L’auteur et ses doubles
Carino BUCCIARELLI, L’inventeur de paraboles, Luce Wilquin, 1997
On ne se méfie jamais assez des préfaces. Celle de L’Inventeur de paraboles feint de nous éclairer sur l’origine du nouveau livre de Carino Bucciarelli. L’auteur, désigné par l’initiale C. (comme Carino ?), raconte comment L, un ancien ami au caractère instable quitté cinq ans plus tôt en de mauvais termes, lui adressa les récits qu’on va lire, avant de mourir dans des circonstances étranges. On aura reconnu le vieux subterfuge de la correspondance retrouvée ou du manuscrit découvert dans un grenier, par lequel les romanciers d’autrefois se dédouanaient de l’audace de leurs écrits. En réalité, cette préface est déjà une fiction, la première de ce remarquable recueil de nouvelles.
Bucciarelli s’y invente un double, auteur imaginaire dont il ne serait que le prête-nom. Avant même de l’avoir compris, nous voici happé dans un monde gouverné par la métamorphose, le transfert et le dédoublement de personnalité. La terrible incertitude d’être au monde qui s’empare des personnages et les confine dans un refuge mental, voilà l’impression ressentie par le lecteur au fur et à mesure qu’il pénètre dans cet univers. L’année dernière, La Main avait révélé en Bucciarelli un conteur d’une grande maturité, capable de créer, à partir de prémices impossibles, un monde cohérent et envoûtant habité par un singulier bestiaire, de revêtir l’étrange et le merveilleux de l’apparence la plus naturelle du quotidien, de mettre au jour les gouffres inconnus de l’expérience humaine. Ces qualités se retrouvent à un haut coefficient dans les nouvelles de L‘Inventeur de paraboles. Raison et déraison, songe et veille, objectivité et subjectivité cessent d’être antinomiques pour se fondre en une seule, inquiétante et dangereuse réalité.
En vérité, ce monde est chargé de violence : la souffrance, l’angoisse, la peur harcèlent sans cesse les héros fragiles de Bucciarelli qui, pour échapper à leur condition insupportable, se réfugient, au risque de la folie, dans le jeu et la pratique d’une schizophrénie méthodique.

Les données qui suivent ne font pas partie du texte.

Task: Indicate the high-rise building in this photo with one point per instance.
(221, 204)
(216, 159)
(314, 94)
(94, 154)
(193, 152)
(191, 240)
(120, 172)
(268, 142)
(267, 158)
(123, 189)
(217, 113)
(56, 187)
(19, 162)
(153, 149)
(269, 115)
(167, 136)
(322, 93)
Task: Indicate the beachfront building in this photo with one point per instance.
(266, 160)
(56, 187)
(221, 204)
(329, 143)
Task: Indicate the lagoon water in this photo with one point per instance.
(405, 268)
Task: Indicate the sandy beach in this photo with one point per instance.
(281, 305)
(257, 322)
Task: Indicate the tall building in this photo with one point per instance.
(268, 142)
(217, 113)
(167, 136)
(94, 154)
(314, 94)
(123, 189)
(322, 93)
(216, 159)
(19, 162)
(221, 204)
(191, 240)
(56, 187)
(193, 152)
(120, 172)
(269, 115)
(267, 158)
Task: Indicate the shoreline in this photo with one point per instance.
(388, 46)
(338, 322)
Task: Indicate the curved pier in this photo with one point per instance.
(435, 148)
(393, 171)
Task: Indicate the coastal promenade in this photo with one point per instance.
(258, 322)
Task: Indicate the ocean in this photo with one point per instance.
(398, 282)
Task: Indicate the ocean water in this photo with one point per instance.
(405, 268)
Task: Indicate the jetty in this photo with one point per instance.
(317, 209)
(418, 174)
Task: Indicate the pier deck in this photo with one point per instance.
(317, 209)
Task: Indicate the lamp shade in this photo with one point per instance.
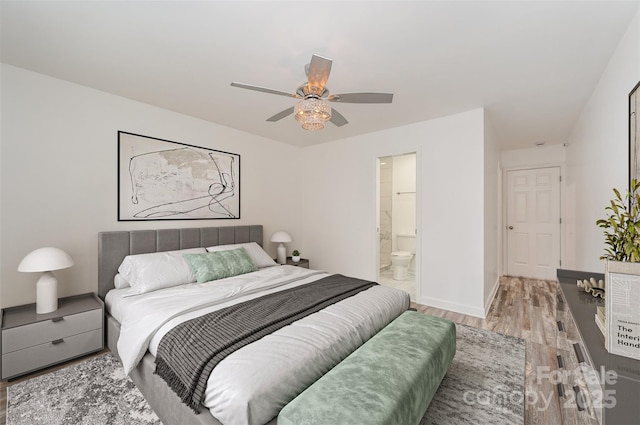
(45, 259)
(281, 237)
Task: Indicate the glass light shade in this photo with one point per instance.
(45, 259)
(312, 112)
(281, 237)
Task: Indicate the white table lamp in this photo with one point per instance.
(281, 237)
(45, 260)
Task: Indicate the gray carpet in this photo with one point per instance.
(485, 384)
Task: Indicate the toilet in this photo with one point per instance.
(400, 259)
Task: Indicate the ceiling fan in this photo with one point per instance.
(313, 111)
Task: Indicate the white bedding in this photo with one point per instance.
(251, 385)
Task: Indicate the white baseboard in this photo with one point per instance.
(457, 308)
(489, 300)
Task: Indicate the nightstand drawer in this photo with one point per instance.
(32, 358)
(34, 334)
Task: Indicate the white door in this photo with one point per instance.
(533, 222)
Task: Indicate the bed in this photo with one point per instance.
(294, 354)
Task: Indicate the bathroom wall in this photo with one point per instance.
(386, 210)
(404, 196)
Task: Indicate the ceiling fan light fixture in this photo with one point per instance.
(312, 112)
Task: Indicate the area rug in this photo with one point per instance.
(484, 385)
(94, 392)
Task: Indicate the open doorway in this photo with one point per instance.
(397, 227)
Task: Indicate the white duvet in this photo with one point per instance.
(251, 385)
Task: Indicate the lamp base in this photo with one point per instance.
(282, 254)
(46, 293)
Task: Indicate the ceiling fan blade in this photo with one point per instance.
(280, 115)
(337, 118)
(264, 90)
(318, 73)
(361, 98)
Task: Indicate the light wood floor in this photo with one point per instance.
(524, 308)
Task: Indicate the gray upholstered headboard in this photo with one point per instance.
(114, 246)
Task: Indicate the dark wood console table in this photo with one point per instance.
(625, 392)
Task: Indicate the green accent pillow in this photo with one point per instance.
(220, 264)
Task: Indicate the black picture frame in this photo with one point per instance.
(161, 179)
(634, 135)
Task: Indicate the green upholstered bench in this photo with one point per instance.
(389, 380)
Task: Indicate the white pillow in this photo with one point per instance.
(120, 282)
(255, 251)
(157, 270)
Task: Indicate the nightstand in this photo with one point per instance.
(32, 341)
(302, 263)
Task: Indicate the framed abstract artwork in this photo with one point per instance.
(634, 137)
(164, 180)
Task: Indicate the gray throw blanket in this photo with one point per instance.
(188, 353)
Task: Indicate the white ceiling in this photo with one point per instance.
(531, 64)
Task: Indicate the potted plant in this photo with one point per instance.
(622, 283)
(295, 256)
(622, 226)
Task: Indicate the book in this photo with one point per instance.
(601, 325)
(600, 311)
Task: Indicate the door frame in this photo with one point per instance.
(376, 183)
(503, 234)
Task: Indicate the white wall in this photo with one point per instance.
(539, 156)
(59, 175)
(59, 187)
(339, 204)
(492, 247)
(597, 156)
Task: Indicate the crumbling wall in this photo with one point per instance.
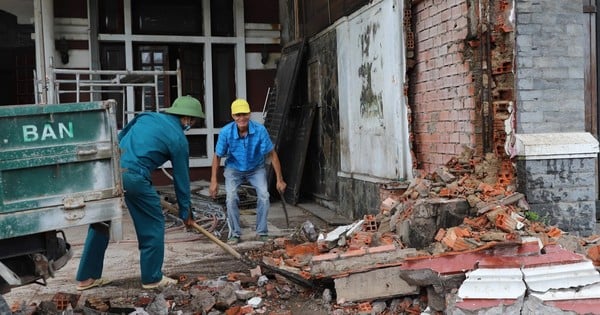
(550, 66)
(445, 103)
(323, 153)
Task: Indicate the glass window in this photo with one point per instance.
(197, 145)
(110, 16)
(223, 82)
(221, 17)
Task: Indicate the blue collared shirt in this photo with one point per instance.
(244, 153)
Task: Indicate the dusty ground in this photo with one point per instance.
(189, 256)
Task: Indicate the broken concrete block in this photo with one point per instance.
(226, 297)
(445, 175)
(368, 259)
(255, 302)
(245, 294)
(375, 284)
(325, 242)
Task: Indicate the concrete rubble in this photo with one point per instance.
(461, 239)
(458, 241)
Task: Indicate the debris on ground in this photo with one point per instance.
(461, 240)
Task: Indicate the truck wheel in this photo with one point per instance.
(4, 309)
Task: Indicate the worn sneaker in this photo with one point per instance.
(263, 238)
(233, 240)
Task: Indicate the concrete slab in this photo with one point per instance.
(325, 214)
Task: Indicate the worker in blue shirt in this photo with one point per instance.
(146, 143)
(245, 144)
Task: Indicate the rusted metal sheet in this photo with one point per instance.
(288, 123)
(373, 112)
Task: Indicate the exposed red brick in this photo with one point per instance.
(354, 253)
(440, 235)
(584, 306)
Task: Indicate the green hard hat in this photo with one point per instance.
(186, 106)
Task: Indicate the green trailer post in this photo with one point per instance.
(59, 168)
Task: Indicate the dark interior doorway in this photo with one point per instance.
(17, 61)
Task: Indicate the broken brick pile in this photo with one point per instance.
(458, 235)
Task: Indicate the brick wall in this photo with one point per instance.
(550, 66)
(444, 96)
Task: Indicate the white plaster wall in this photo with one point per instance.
(373, 115)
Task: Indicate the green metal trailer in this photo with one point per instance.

« J’ai de très mauvaises fréquentations. La dernière en date s’appelle Emilie, je l’ai découverte dans un tiroir de mon bureau. Il faut dire, Emilie est très petite ; je peux me déplacer en ville avec elle dans ma poche. A peine ai-je rencontré une connaissance et entamé une conversation, la voilà qui grimpe le long de ma veste [et] se mêle sans vergogne à la discussion. Comment pourrais-je passer pour un père tranquille alors qu’elle tient des propos bouleversants ? » (Mes mauvaises fréquentations) ; « Ma disparition me fit éprouver un émoi inusité, je peux même dire qu’il s’agit là de l’événement essentiel de mon existence. Je m’aperçus de mon absence peu de temps après mon retour du travail. A cette heure-là, je devais me trouver dans la salle de bains prenant une douche […] Mais dans la cage de verre où je me lavais habituellement, personne » (La Disparition) ; « Je souffre d’une pénible maladie. Je ne peux penser intensément à une chose vivante sans immédiatement me transformer en cette chose. Les situations impossibles dans lesquelles me met ce mal sont sans nombre » (Maladie) ; « J’entretiens avec mes sentiments des rapports, comment dire ? personnels. Situés dans l’abdomen, vraisemblablement vers la partie centrale de l’estomac, mes sentiments se comportent quelquefois en enfant capricieux […] Cette présence au fond de moi me paraît à ce point détachée de ma personne que j’éprouve fréquemment le besoin de nommer le phénomène. Amédée, voilà comment je les ai baptisés. Comme il leur va bien, ce prénom stupide à souhait. » (Mes sentiments et moi). S’il faut une imagination forte pour inventer de tels incipits, il faut un talent non moins sûr pour en tenir toutes les promesses et les mener à leur conclusion avec une logique irréfutable. On pensera ici à Kafka ou à Cortázar (Le Jeu), ailleurs à Perec (Choix d’un sujet) ou au Queneau du Vol d’Icare (Un cas insoluble). Ces parentés proches ou lointaines importent peu tant Bucciarelli impose avec force un univers singulier. Depuis Jean Ray et Thomas Owen, on se plaît à voir dans la Belgique une « terre de fantastique ». Avec Carino Bucciarelli, comme avec Yves Wellens et ses excellents Contes des jours d’imagination (Devillez), la relève paraît assurée. Pour nous, que le naturalisme ennuie et que la psychologie fatigue, c’est une excellente nouvelle.